Vincere il Premio della Critica 2020 come regista teatrale è già un grande traguardo, se poi lo ricevi quando hai solo 32 anni allora il tutto acquista una portata decisamente diversa. Anche perché il teatro italiano, da molto tempo ormai, non sembrava più quella fucina di talenti che è stato in passato e appariva avviato a una lenta e inesorabile musealizzazione. E invece la ventata di freschezza è arrivata con l’assegnazione di questo importante riconoscimento a Leonardo Lidi, attore e regista originario di Piacenza e diplomato allo Stabile di Torino che si era già messo in evidenza con diversi personalissimi allestimenti. In particolare, la trilogia con la quale ha “sfidato” testi sacri come Spettri di Henrik Ibsen, Lo zoo di vetro di Tennessee Williams e, da ultimo, La casa di Bernarda Alba di Federico García Lorca.

Lo scrittore Marcello Fois, dopo aver assistito all’ultimo spettacolo, così lo ha definito: «Un classico deve incutere timore, ma anche confidenza, come si trattasse di un consanguineo. A chi lo sa leggere, può indicare punti ineludibili di sé frammisti a zone di intervento anche radicale. Può cioè autorizzare spostamenti apparentemente arditissimi senza che ciò significhi inficiarne il senso primo. Ci vuole un lettore attento, un regista coltivato, un pensatore sensibile, e Leonardo Lidi, nonostante la sua giovane età, c’è». E, come spesso accade, il cinema si è già accorto di lui. Non a caso, dal 9 dicembre sarà tra i protagonisti del film L’incredibile storia dell’Isola delle Rose, insieme a Elio Germano e guidato alla regia da Sydney Sibilia. Per conoscerlo meglio, così come per celebrare uno spiraglio di ottimismo dopo un anno funesto soprattutto per gli spettacoli (e drammatico per il teatro), lo abbiamo incontrato poco prima di ricevere il premio.

Com’è che un giovane oggi si avvicina al teatro, rispetto ad altre attività più di tendenza?
È stata una scelta inizialmente inconsapevole, partita dai corsi a scuola e poi da una voglia dettata soprattutto da una sorta di “momento egocentrico”. Solo in seguito ho capito che c’era qualcosa di più, di centrale, di cui non potevo fare a meno. Ci ho provato a staccarmi, per tre anni dopo le superiori e ho fatto tutt’altro. Solo che più mi allontanavo e più sentito una forte necessità di tornarci, insomma mi mancava. Così mi sono licenziato dal lavoro e sono tornato a scuola. Anche lì, forse, ero ancora inconsapevole, ma la vera svolta, l’ho avuta quando ho cominciato ad approfondire i testi teatrali.

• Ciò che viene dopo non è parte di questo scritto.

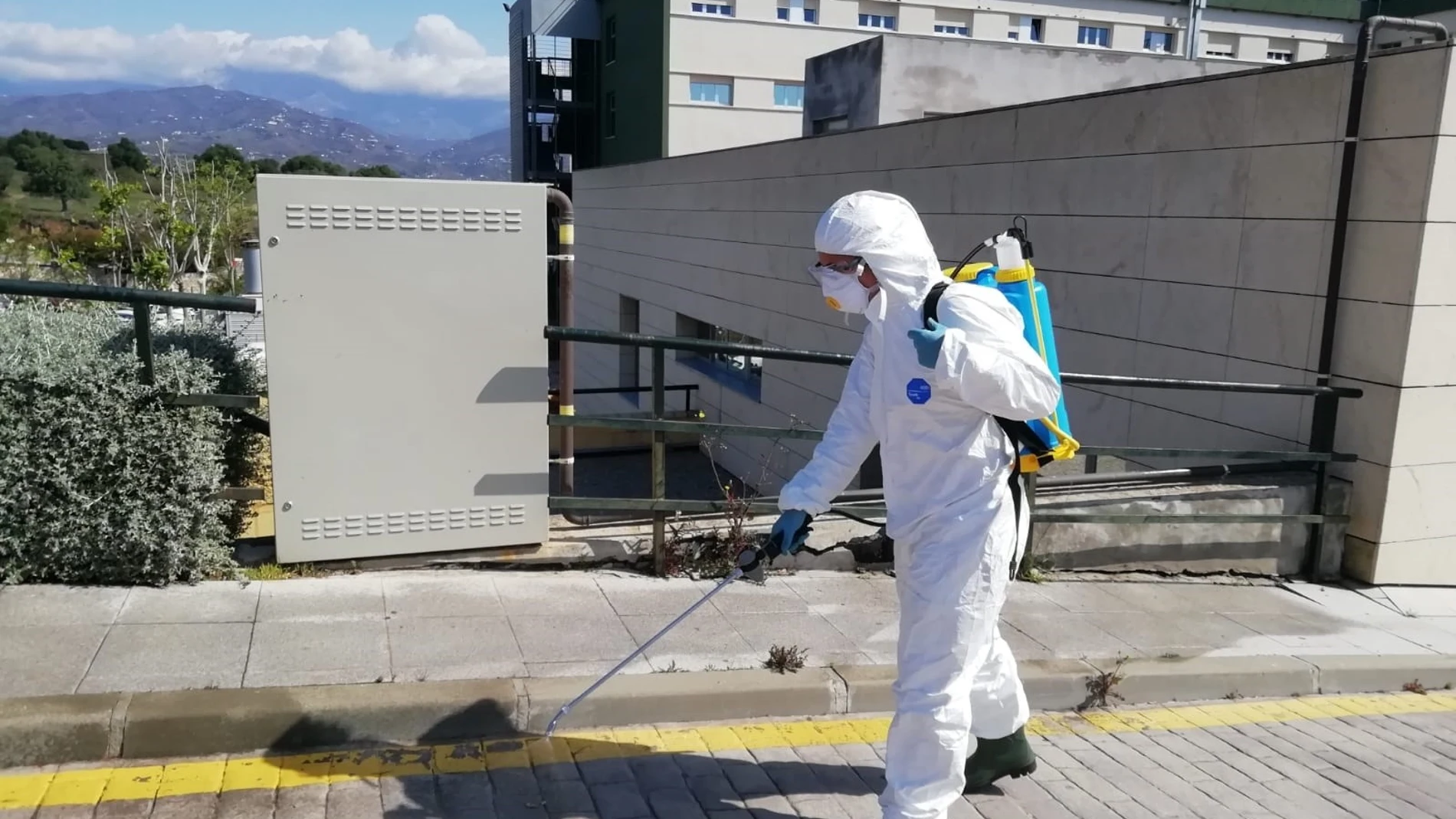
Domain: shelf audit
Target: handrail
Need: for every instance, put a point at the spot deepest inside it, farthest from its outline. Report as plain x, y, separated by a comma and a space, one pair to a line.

In che modo i testi ti hanno convinto a proseguire su questa strada?
Per me ragazzo di provincia, abituato a una piccola città, a un micromondo, l’affrontare dei pensieri che tutti hanno, mentre fino a poco prima mi sembrava di averli solo io, mi ha fatto provare empatia, quindi che potevano essermi utili. Non ti senti più solo, ma parte di qualcosa. Ai giovani con cui ho a che fare, cerco di restituire quel momento. Di quando, cioè, ti dici “sono qui e non so perché, però mi sento accolto”. I problemi d’amore, di incomprensione con i coetanei o i genitori, insomma tutte le questioni generazionali, non dico che si risolvano, ma almeno sono gestibili, non sono più percepite come gigantesche. È un po’ come se nel teatro trovassimo una sorta di “storico” delle emozioni.

Come ti spieghi che oggi il teatro dai giovani sia considerato, in generale, un luogo noioso e legato più al passato che al presente?
A tratti è vero che esiste questa disattenzione ai giovani, ma anche una paura. In Italia abbiamo una tradizione teatrale fantastica e gigantesca, una delle migliori al mondo, però la sua gestione è delicata. Invece di usarla come un trampolino per il futuro, ci facciamo spesso mangiare da questa tradizione. Sia lo spettatore, che il regista, che il teatro stesso. Fatichiamo a utilizzarla, nel senso più cinico del termine, per il bene del presente e quindi di un nuovo pubblico. Preferiamo non toccarla o nasconderci dietro di essa. In parte può essere utile, ma è un atteggiamento ormai totalizzante.